Since New Hampshire’s Choices for Independence Waiver is not an entitlement program, there may be a waitlist for program participation. This waiver is approved for a maximum of approximately 5,429 beneficiaries per year. In the case of a waitlist, it is thought that an applicant’s access to a participant slot is based on date of application.

 

Application Process

Persons can apply for the CFI Waiver online at NH Easy or via their district DHHS office. An Application for Assistance (Form 800) can be downloaded here. Persons can contact ServiceLink at 866-634-9412 for application assistance. An assessment for functional need will be scheduled after the application has been submitted.

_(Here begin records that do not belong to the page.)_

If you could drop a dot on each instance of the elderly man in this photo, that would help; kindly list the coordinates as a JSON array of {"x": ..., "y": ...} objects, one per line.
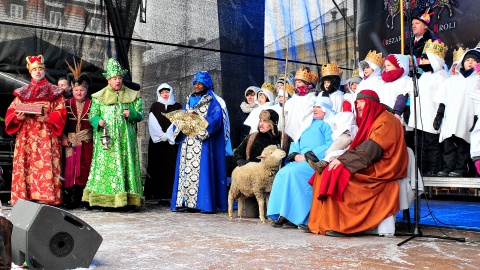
[
  {"x": 115, "y": 179},
  {"x": 77, "y": 139},
  {"x": 37, "y": 116},
  {"x": 421, "y": 34},
  {"x": 359, "y": 190},
  {"x": 267, "y": 134}
]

An assessment for functional need will be scheduled after the application has been submitted.

More information about the CFI Waiver. Additionally, persons can contact an Options Counselor at ServiceLink at 866-634-9412 or the DHHS Customer Services Center at 844-275-3447.

The Bureau of Adult and Aging Services (BAAS) – previously called the Bureau of Elderly and Adult Services (BEAS) – within the New Hampshire Department of Health and Human Services (DHHS) administers the Choices for Independence Waiver.

 

Approval Process & Timing

The New Hampshire Medicaid application process can take up to 3 months, or even longer, from the beginning of the application process through the receipt of the determination letter indicating approval or denial. Generally, it takes one several weeks to complete the application and gather all of the supportive documentation. If the application is not properly completed, or required documentation is missing, the application process will be delayed. Based on federal law, Medicaid offices have up to 45 days to review and approve or deny one’s application (up to 90 days for disability applications). Despite the law, applications are sometimes delayed even further. Furthermore, as a waitlist may exist, approved applicants may spend many months waiting to receive benefits.